Но хотя “Плавучий театр” и не исследовал расовые отношения, мюзикл показал американскую музыку с высоты птичьего полета. Первое, что вы слышите, – ревущий, грозный минорный аккорд в духе Верди или Пуччини. Этот оперный жест быстро исчезает в моментальном смешении популярных стилей: мелодии Tin Pan Alley, простонародный блюз, бренчание банджо, песенки Герберта и Салливана, марши Соузы, водевильная скороговорка, музыка для танца живота. Одну из песен “Плавучего театра” знают все – Ol’ Man River, и это, конечно, благодаря Полю Робсону. “Плавучий театр” был не только первым значительным американским мюзиклом, но и первым мюзиклом, где черные исполняли хиты. Робсон фактически стал еще одним композитором этой песни, превратив меланхоличную, полную покорности мелодию в гимн духовной мощи. Позже он изменил строчку “Я устал жить и боюсь умереть” (Ah’m tired of livin’ an’ scared of dyin’) на “Я должен бороться, пока не умер” (I must keep fightin’ until I’m dyin’).
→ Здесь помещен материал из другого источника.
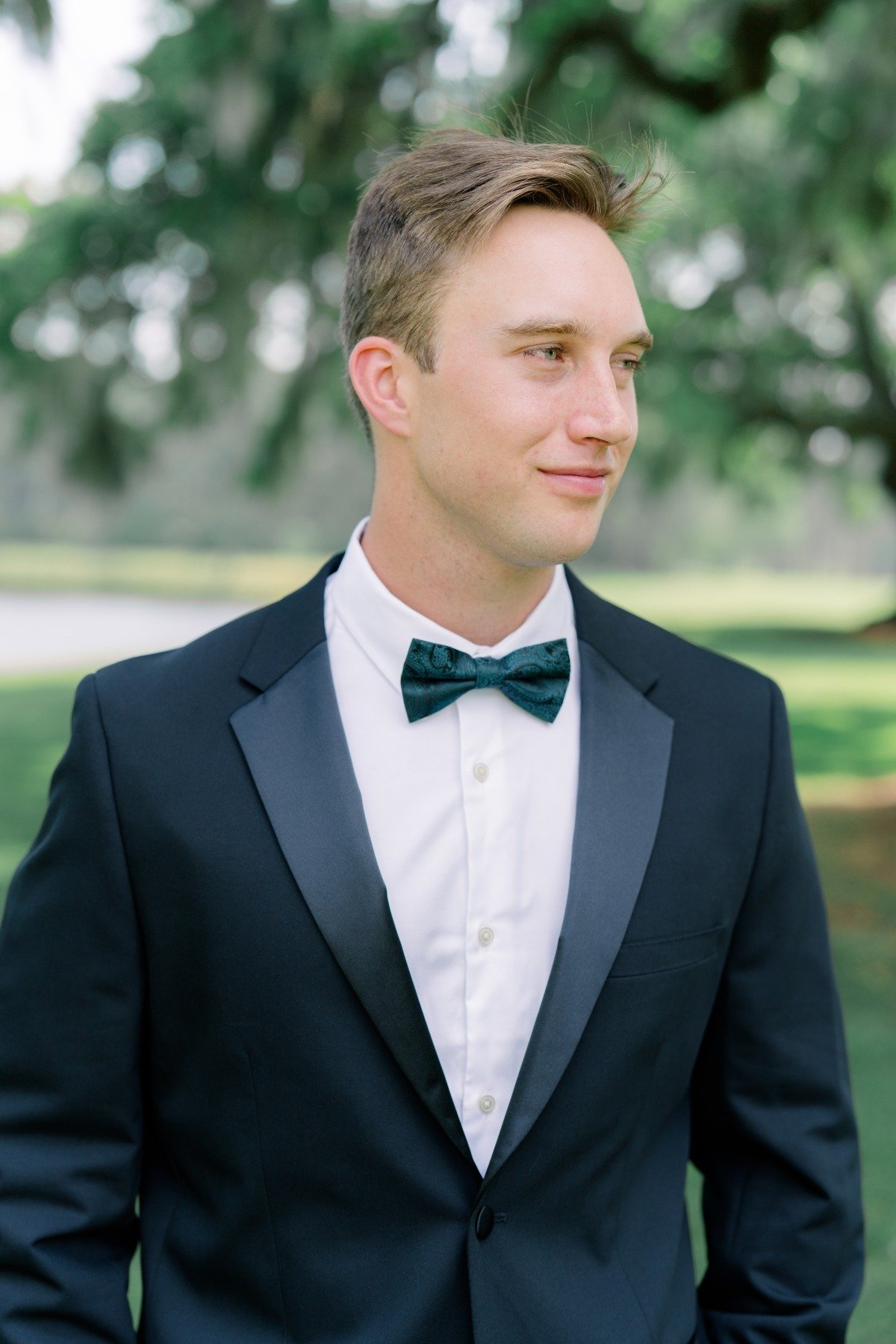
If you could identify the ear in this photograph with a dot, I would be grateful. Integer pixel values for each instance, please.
(382, 375)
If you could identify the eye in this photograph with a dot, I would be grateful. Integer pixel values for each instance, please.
(539, 348)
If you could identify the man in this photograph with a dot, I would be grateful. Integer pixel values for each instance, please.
(401, 942)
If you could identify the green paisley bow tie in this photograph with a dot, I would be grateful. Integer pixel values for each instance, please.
(534, 678)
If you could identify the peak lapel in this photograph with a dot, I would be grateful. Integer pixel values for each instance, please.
(625, 748)
(294, 745)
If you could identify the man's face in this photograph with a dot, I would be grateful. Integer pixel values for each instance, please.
(503, 410)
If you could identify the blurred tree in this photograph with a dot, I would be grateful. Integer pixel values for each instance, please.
(33, 16)
(210, 211)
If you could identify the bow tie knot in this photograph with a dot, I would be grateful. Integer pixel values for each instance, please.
(535, 678)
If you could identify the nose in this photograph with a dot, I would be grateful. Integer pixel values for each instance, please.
(601, 412)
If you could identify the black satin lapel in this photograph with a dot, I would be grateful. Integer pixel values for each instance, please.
(296, 748)
(623, 758)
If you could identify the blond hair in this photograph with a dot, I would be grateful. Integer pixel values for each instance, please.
(430, 208)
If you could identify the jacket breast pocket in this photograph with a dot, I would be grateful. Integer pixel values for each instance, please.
(650, 956)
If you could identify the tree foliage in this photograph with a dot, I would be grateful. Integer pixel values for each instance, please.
(196, 258)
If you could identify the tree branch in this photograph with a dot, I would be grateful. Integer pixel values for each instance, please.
(755, 28)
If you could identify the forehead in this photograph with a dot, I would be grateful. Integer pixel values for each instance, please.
(546, 261)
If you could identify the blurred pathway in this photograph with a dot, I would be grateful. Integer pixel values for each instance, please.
(43, 632)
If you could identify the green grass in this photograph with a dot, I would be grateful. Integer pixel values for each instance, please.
(841, 698)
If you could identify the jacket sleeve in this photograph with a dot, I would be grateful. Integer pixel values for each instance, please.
(72, 987)
(773, 1124)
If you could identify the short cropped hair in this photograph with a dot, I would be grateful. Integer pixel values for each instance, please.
(430, 208)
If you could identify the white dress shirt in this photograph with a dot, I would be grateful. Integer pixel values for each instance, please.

Скромно аккомпанируя столь благородным голосам, Керн рассказал белой Америке, что черная музыка – это больше, чем подпрыгивающие синкопы. За жизнерадостной внешностью “Плавучего театра” зрела сила блюза.
Гершвин
“Я часто слышу музыку в самом сердце шума, – говорил Джордж Гершвин, объясняя происхождение “Рапсодии в стиле блюз”. Воплощая Эру джаза каждой клеткой своей утонченной натуры, Гершвин был совершенным феноменом американской музыки первой половины XX века, человеком, в котором противоречивые тенденции эпохи достигли сладчайшей гармонии.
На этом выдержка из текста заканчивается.